One must ask, then, if the behavior is not causing the individual distress or disability and does not place the individual at increased risk or suffering death, pain, disability, or an important loss of freedom, how can it be considered to be a mental disorder? How can one assess if the fantasies, urges, or behavior are causing a "clinically significant distress or impairment in social, occupational, or other important areas of functioning" absent a specification of what constitutes normative functioning in these domains? Foucault (1978), for instance, asserted that the "psychiatrization of perverse pleasure" constitutes the modern equivalent of the confessional and a form of knowledge-power. Gosselin and Wilson (1980: 23) concluded from their research:
Unusual sex patterns and predilections can be found in anyone—young or old, rich or poor, male or female. What is more, they can be found in people who otherwise don't feel themselves to be "sick" or "abnormal" in any way. It is thus doubly difficult in this field to equate "unhealthy" with "abnormal" with any degree of confidence. During our researches we came across considerable numbers of people who, while having a predilection for [fetishism, sadomasochism, or transvestism], expressed no wish to be "cured" of that predilection ... It seems then, that no definition of abnormality in terms of "illness" is meaningful in this domain
It must be stated from the outset that, despite the research that has been conducted on fetish sexual behaviors and related sexual practices, we actually know relatively little about the behaviors that are called fetishistic and we know even less about the individuals who are attracted to and/or engage in fetishistic sexual practice, the context of those practices, the relationship between context and the fetishistic behavior, and the relationships between health effects and behavioral context. Much of the research that has been conducted to date has focused on "the acts," without examining either the nature of the relationships between the participants or the context in which they engage in sexual behavior. For instance, are individuals who utilize fetish as part of their sexual repertoire more likely to do so with steady, intimate partners or with relatively more casual partners or both?

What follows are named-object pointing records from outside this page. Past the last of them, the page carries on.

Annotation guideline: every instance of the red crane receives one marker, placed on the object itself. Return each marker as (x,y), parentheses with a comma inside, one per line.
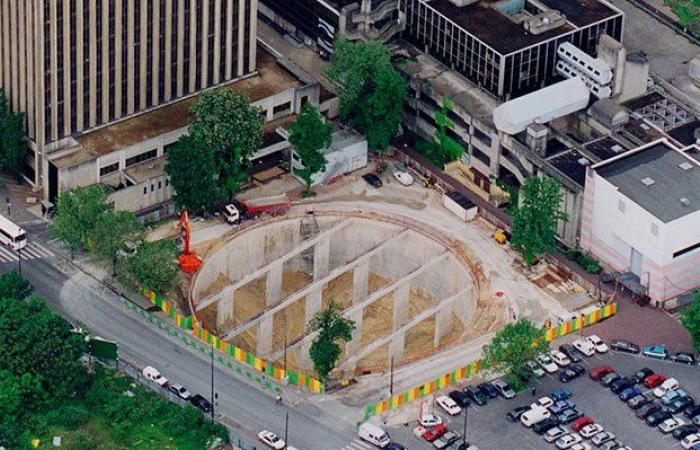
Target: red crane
(189,261)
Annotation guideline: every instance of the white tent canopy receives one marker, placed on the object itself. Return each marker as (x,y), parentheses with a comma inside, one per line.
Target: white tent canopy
(541,106)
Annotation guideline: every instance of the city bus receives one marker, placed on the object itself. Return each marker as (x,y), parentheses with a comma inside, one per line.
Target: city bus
(12,235)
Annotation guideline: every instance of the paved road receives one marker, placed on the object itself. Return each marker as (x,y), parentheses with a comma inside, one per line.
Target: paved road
(78,297)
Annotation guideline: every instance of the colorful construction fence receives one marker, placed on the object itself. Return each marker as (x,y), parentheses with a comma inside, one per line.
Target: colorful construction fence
(236,353)
(473,368)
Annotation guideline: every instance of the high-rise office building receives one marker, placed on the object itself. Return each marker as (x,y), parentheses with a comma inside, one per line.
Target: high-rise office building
(76,65)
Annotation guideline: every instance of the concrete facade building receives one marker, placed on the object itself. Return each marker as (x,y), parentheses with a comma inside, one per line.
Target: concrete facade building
(78,65)
(642,216)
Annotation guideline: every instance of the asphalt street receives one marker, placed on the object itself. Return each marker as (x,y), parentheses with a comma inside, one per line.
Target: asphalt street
(80,298)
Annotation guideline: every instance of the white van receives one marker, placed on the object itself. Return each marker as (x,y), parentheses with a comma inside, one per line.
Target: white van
(535,415)
(374,435)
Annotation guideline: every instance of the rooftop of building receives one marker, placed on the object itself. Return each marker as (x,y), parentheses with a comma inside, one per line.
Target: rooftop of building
(658,177)
(503,34)
(270,78)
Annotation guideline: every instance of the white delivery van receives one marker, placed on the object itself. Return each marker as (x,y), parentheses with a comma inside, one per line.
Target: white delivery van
(534,415)
(374,435)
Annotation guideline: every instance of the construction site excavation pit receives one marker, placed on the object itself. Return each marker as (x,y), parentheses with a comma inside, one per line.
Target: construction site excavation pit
(408,293)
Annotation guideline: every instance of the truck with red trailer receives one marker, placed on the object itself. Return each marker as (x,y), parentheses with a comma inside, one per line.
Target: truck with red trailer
(240,210)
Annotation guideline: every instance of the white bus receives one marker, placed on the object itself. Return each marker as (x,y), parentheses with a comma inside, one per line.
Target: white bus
(12,235)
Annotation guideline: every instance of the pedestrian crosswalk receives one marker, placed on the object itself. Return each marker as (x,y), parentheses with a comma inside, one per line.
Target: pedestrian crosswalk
(357,444)
(31,251)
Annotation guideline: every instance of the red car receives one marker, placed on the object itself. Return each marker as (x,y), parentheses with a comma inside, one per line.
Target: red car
(435,432)
(600,371)
(581,422)
(654,380)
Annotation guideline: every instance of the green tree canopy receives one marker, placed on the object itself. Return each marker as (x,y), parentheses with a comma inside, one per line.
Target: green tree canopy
(310,135)
(371,91)
(691,321)
(195,186)
(225,122)
(331,327)
(13,147)
(512,347)
(535,219)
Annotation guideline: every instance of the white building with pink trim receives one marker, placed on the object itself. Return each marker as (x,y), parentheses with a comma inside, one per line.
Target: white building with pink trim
(641,216)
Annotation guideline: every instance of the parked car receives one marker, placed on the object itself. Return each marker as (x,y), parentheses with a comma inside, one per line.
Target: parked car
(476,395)
(598,372)
(515,413)
(591,430)
(609,378)
(570,351)
(459,397)
(581,422)
(584,346)
(504,389)
(598,344)
(271,440)
(488,389)
(641,374)
(404,178)
(561,359)
(547,363)
(448,405)
(655,351)
(180,391)
(624,346)
(373,180)
(684,358)
(152,374)
(560,394)
(654,380)
(202,403)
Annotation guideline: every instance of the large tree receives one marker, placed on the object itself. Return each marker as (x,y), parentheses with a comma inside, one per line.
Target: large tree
(332,327)
(13,147)
(310,135)
(512,347)
(225,122)
(535,219)
(691,321)
(195,186)
(371,91)
(77,211)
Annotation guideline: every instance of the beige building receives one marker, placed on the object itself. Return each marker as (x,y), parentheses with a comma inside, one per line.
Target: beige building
(78,65)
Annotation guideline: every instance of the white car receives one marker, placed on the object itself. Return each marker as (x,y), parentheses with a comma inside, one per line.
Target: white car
(448,405)
(690,441)
(599,345)
(151,373)
(561,359)
(430,420)
(671,424)
(591,430)
(666,386)
(584,346)
(547,364)
(404,178)
(271,440)
(543,402)
(568,440)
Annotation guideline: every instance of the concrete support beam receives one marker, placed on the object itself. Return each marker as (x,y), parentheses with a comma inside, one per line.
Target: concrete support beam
(401,305)
(273,289)
(360,282)
(312,287)
(203,303)
(322,251)
(264,338)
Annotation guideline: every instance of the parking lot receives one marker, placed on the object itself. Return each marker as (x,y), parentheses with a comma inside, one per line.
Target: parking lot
(488,428)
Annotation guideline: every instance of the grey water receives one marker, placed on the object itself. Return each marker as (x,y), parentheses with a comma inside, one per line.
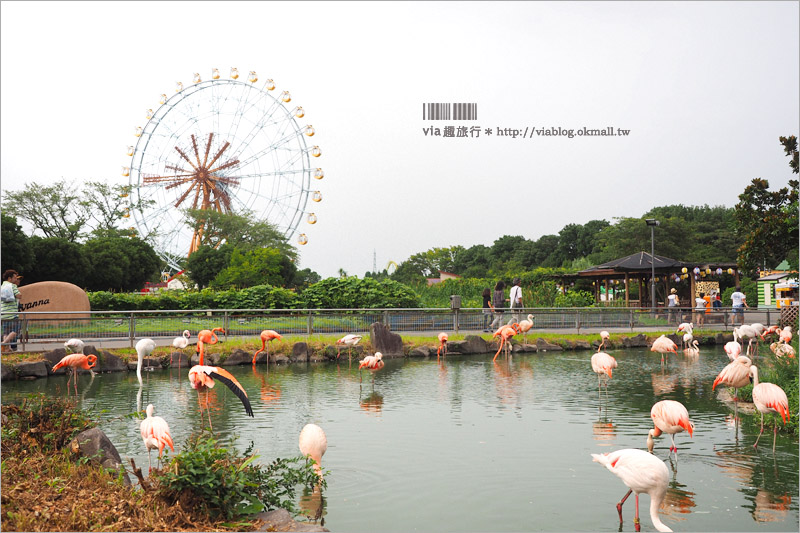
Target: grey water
(469,445)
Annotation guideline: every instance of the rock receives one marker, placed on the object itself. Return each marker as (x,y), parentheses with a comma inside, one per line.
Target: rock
(639,341)
(544,346)
(421,351)
(301,352)
(182,360)
(238,357)
(281,520)
(582,345)
(108,362)
(211,359)
(7,372)
(93,443)
(52,358)
(31,370)
(384,341)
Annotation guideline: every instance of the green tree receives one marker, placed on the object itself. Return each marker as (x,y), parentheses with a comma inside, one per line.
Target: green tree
(15,252)
(120,263)
(767,224)
(58,259)
(55,210)
(206,262)
(262,266)
(239,230)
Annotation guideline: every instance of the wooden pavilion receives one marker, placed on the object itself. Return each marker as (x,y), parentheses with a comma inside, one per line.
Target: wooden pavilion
(637,269)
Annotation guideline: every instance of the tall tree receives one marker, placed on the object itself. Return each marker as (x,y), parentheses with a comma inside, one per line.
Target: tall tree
(16,252)
(54,210)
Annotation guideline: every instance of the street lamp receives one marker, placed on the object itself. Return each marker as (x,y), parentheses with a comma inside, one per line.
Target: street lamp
(652,223)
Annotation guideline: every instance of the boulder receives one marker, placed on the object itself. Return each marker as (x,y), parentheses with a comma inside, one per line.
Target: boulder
(211,359)
(384,341)
(94,444)
(7,372)
(281,520)
(301,352)
(31,370)
(108,362)
(238,357)
(421,351)
(639,341)
(544,346)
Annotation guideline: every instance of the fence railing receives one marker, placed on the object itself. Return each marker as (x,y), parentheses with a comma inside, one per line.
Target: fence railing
(40,328)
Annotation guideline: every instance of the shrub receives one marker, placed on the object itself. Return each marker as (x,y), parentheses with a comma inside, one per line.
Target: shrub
(209,475)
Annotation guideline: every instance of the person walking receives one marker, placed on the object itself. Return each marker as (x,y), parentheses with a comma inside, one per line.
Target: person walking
(739,301)
(9,311)
(673,303)
(498,303)
(515,297)
(488,309)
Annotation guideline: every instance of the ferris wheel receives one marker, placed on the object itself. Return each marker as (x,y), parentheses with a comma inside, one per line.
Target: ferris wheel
(226,145)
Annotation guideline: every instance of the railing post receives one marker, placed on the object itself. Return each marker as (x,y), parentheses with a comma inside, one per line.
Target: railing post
(132,328)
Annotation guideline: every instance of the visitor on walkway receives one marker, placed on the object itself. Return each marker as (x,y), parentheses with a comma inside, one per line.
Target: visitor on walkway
(498,302)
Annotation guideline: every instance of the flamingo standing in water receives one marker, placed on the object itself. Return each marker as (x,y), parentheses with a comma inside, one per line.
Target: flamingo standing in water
(442,345)
(313,443)
(266,336)
(505,333)
(733,349)
(604,336)
(372,363)
(180,343)
(602,365)
(664,345)
(74,346)
(670,417)
(641,472)
(202,378)
(155,434)
(76,361)
(206,336)
(769,398)
(349,340)
(526,325)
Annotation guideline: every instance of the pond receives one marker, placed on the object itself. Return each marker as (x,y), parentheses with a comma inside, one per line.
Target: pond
(468,445)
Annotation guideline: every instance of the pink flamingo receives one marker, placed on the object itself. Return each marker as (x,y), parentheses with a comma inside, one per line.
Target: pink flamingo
(314,444)
(769,398)
(349,340)
(442,344)
(602,365)
(155,434)
(604,336)
(505,333)
(180,343)
(664,345)
(266,336)
(736,375)
(373,363)
(641,472)
(202,378)
(670,417)
(206,336)
(733,349)
(76,361)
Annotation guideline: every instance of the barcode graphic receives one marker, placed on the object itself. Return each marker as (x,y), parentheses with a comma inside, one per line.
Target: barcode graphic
(447,111)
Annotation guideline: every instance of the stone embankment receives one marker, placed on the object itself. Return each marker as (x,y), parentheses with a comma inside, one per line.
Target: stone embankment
(382,340)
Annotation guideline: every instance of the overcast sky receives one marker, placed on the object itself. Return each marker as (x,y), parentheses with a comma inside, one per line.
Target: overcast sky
(705,89)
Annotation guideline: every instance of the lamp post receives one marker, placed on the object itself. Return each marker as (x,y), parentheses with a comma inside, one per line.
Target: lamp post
(652,223)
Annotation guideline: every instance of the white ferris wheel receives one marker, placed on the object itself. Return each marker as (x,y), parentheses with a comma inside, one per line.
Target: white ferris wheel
(227,145)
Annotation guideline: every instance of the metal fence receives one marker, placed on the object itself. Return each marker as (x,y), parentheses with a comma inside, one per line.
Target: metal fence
(132,325)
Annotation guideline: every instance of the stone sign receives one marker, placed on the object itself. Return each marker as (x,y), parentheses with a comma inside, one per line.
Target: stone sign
(54,296)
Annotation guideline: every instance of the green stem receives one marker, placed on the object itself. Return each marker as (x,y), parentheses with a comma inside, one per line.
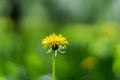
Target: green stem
(53,66)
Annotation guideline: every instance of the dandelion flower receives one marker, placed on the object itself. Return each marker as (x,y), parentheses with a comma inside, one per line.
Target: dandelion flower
(55,42)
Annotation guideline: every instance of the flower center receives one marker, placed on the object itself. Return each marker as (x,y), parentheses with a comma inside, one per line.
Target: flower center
(54,47)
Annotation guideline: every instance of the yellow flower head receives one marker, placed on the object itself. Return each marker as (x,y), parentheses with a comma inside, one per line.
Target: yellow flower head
(55,42)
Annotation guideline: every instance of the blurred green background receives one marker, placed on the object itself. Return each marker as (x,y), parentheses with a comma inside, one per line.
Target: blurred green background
(90,26)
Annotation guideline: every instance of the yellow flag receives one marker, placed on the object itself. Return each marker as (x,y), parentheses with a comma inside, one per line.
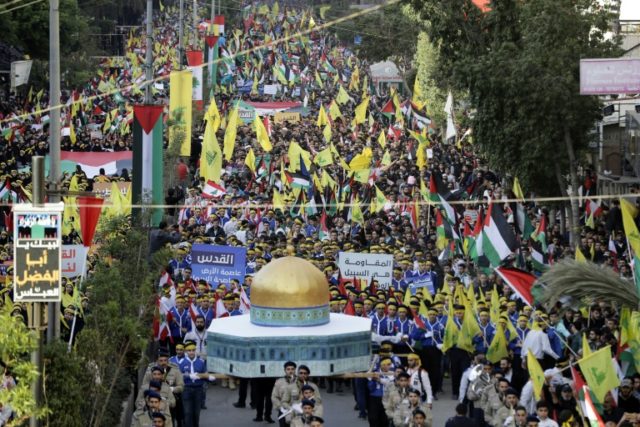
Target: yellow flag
(517,190)
(180,108)
(230,133)
(213,115)
(334,111)
(356,213)
(629,213)
(421,157)
(498,347)
(451,330)
(322,118)
(326,132)
(599,372)
(72,133)
(417,97)
(211,155)
(261,134)
(381,199)
(386,159)
(343,96)
(361,111)
(586,350)
(537,375)
(250,160)
(382,139)
(324,158)
(361,161)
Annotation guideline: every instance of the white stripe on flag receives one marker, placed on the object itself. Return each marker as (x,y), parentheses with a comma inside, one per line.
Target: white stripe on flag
(147,164)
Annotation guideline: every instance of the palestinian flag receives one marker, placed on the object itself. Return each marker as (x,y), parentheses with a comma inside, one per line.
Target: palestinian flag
(540,235)
(520,281)
(498,240)
(147,157)
(213,191)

Does the level of safety that is integrated with the sexual repertoire vary depending upon the nature of the relationship (e.g., casual, long-term, steady, romantic, commercial, etc.), the setting in which the sexual behavior occurs (private residence, fetish party, group sex), the number of individuals participating, and/or the sex or other characteristics of the individuals participating? How do individuals perceive risk in the context of related behaviors, such as submission-dominance behavior and how do they address that risk? The paucity of our knowledge and our inability to respond to such basic questions ultimately limits our ability to assess associated health effects.